Question

Question #95b88

Answer 1

`"75,000 J"`

Explanation:

The trick here is to realize that you must keep track of two phase changes as you go from ice at `0^@"C"` to steam at `100^@"C"`.

More specifically, you have

• ice at `0^@"C"` to liquid water at `0^@"C"`
• liquid water at `0^@"C"` to liquid water at `100^@"C"`
• liquid water at `100^@"C"` to steam at `100^@"C"`

In order to be able to calculate the heat required to convert your sample, you need to know

• `DeltaH_"fus" = color(blue)("333.55 J g"^(-1)) ->` the enthalpy of fusion of water
• `c_"water" = color(purple)("4.18 J g"^(-1)""^@"C"^(-1)) ->` the specific heat of water
• `DeltaH_"vap" = color(darkorange)("2257 J g"^(-1)) ->` the enthalpy of vaporization of water

So, the first thing to calculate here is the heat required to go from ice at `0^@"C"` to liquid water at `0^@"C"`. To do that, use the enthalpy of fusion of water, which tells you the enthalpy change that accompanies the conversion of `"1 g"` of ice to liquid water at its normal melting point.

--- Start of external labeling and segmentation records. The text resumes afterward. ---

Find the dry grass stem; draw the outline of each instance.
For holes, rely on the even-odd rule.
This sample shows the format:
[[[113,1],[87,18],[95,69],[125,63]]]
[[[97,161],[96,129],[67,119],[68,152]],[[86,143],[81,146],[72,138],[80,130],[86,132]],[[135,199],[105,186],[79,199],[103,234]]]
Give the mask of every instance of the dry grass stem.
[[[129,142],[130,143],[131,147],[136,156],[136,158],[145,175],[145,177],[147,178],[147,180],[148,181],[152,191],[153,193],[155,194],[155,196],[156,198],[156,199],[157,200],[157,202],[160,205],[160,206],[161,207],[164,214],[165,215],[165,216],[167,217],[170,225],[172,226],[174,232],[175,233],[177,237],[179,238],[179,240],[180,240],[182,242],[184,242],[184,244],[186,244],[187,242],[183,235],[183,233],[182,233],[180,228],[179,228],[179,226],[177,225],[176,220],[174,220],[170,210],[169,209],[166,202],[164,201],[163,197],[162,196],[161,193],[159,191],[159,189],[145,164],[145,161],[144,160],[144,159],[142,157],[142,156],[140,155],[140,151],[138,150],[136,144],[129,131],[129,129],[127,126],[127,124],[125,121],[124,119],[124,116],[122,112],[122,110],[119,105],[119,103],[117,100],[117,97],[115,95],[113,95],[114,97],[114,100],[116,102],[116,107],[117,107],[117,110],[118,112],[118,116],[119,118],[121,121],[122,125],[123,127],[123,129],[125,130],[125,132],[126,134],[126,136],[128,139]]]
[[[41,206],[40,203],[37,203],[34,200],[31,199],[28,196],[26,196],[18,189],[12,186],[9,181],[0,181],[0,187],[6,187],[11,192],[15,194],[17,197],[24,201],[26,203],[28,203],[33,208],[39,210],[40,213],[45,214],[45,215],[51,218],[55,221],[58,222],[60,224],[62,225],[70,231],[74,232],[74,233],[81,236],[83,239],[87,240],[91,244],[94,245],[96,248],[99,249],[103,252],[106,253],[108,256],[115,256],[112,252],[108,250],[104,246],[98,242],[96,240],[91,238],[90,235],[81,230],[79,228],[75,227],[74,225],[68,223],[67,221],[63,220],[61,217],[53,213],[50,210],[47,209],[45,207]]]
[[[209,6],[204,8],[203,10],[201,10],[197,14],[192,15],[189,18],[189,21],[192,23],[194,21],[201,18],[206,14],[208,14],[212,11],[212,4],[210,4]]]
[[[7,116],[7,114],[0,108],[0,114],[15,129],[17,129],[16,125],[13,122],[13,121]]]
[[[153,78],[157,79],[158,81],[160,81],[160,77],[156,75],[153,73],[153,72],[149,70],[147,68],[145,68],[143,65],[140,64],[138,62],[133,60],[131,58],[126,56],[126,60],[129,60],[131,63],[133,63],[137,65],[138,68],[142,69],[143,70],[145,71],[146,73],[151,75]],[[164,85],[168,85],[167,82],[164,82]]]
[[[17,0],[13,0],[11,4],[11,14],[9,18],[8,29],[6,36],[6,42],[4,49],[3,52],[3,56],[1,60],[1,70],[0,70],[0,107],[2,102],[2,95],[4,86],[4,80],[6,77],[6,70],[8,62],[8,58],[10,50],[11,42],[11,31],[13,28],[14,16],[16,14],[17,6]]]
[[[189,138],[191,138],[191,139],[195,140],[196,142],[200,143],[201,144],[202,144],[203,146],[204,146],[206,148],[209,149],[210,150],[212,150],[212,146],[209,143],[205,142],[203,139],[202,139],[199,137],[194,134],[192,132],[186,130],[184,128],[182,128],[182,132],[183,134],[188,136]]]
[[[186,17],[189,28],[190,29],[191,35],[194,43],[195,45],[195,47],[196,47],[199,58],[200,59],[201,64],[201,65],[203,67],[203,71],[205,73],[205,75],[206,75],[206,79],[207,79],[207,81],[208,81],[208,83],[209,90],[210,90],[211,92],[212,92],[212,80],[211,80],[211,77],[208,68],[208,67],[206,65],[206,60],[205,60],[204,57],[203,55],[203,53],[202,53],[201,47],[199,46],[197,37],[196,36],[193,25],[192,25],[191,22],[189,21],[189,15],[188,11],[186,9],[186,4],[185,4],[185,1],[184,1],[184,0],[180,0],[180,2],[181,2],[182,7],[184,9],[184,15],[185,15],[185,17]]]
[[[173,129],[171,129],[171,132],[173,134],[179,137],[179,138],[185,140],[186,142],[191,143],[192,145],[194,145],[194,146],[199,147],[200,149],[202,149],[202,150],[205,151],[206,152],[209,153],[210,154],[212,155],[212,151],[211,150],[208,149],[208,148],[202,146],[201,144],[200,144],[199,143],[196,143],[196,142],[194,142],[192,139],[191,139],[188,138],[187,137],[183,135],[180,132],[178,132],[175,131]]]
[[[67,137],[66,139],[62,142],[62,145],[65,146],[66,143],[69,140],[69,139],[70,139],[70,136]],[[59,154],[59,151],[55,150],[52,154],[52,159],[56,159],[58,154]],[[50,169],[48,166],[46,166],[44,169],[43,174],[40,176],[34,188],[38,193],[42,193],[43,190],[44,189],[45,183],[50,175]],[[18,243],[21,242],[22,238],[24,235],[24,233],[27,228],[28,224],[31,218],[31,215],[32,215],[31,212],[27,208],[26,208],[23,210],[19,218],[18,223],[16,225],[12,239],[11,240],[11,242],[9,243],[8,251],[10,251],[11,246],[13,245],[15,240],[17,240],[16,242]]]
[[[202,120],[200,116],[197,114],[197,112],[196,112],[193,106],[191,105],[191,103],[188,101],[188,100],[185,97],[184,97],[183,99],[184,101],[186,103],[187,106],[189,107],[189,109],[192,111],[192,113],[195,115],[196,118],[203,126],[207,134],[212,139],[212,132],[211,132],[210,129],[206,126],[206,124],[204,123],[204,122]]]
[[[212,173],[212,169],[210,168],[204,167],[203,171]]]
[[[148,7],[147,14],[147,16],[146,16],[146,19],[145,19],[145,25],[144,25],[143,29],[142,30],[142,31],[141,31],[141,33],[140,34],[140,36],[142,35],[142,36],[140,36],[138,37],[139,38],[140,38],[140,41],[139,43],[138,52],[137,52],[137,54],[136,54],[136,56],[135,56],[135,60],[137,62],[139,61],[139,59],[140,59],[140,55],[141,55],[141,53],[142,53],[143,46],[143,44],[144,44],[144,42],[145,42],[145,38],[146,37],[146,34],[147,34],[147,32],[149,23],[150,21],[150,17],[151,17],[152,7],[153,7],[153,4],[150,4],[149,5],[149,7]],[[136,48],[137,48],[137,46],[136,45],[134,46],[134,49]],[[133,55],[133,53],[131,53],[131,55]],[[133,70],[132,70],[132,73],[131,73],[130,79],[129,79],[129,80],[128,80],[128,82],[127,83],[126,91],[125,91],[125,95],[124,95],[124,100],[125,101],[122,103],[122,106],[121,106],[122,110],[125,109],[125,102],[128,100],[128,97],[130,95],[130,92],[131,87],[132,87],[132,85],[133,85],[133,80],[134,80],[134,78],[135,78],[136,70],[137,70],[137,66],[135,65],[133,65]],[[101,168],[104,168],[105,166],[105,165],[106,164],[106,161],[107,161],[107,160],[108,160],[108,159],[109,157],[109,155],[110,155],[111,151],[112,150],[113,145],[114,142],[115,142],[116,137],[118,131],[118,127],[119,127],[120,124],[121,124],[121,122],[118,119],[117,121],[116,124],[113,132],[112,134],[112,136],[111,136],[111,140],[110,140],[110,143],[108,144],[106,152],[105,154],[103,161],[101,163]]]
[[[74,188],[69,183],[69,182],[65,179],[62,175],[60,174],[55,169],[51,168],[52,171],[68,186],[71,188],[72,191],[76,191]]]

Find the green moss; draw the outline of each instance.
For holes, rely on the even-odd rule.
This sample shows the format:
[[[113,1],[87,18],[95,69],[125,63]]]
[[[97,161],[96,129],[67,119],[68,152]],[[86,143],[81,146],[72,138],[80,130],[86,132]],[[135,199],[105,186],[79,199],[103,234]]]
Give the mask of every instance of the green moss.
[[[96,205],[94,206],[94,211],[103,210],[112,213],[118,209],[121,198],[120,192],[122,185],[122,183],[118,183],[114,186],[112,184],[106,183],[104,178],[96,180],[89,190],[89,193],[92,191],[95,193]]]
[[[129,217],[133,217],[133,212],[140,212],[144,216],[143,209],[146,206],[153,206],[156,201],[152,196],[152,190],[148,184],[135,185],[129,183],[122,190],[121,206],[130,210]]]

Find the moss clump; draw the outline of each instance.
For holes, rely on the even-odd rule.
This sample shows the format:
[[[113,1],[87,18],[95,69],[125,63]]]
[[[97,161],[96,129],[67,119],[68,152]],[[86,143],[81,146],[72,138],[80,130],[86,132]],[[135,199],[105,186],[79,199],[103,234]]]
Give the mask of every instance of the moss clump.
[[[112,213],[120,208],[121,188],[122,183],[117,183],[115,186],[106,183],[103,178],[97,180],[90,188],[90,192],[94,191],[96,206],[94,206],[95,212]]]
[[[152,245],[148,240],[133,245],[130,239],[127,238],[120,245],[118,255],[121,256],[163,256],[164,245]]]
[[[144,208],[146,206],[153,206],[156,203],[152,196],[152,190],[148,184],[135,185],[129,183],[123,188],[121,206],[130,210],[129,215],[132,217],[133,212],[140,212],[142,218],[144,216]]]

`25 color(red)(cancel(color(black)("g ice"))) * color(blue)("333.55 J"/(1color(red)(cancel(color(blue)("g ice"))))) = "8,338.75 J"`

Next, calculate the heat needed to heat your sample from liquid water at `0^@"C"` to liquid water at `100^@"C"`.

The speciifc heat of water tells you that you need `color(purple)("4.18 J")` of heat to increase the temperature of `color(purple)("1 g")` of liquid water by `color(purple)(1^@"C")`.

This means that in order to increase the temperature of `"25 g"` of water, you need

`25 color(red)(cancel(color(black)("g"))) * color(purple)("4.18 J")/(color(purple)(1)color(red)(cancel(color(purple)("g"))) * color(purple)(1^@"C")) = "104.5 J"^@"C"^(-1)`

So in order to increase the temperature of `"25 g"` of water by `1^@"C"`, you need to provide it with `"104.5 J"`. In your case, the temperature change is

`100^@"C" - 0^@"C" = 100^@"C"`

so you will need a total of

`100color(red)(cancel(color(black)(""^@"C"))) * "104.5 J"/(1color(red)(cancel(color(black)(""^@"C")))) = "10,450 J"`

Finally, to convert your sample from liquid water at `100^@"C"` to vapor at `100^@"C"`, use the enthalpy of vaporization of water.

In this case, you know that you need `color(darkorange)("2257 J")` of heat to convert `color(darkorange)("1 g")` of water from liquid to vapor at its normal boling point, which means that your sampel will need

`25 color(red)(cancel(color(black)("g"))) * color(darkorange)("2257 J"/(1color(red)(cancel(color(darkorange)("g"))))) = "56,425 J"`

Finally, add all the three heats to get the total heat needed

`"total heat" = "8,338.75 J" + "10,450 J" + "56,425 J"`

`color(darkgreen)(ul(color(black)("total heat = 75,000 J")))`

I'll leave the answer rounded to two sig figs, but keep in mind that you only have one significant figure for the two temperatures.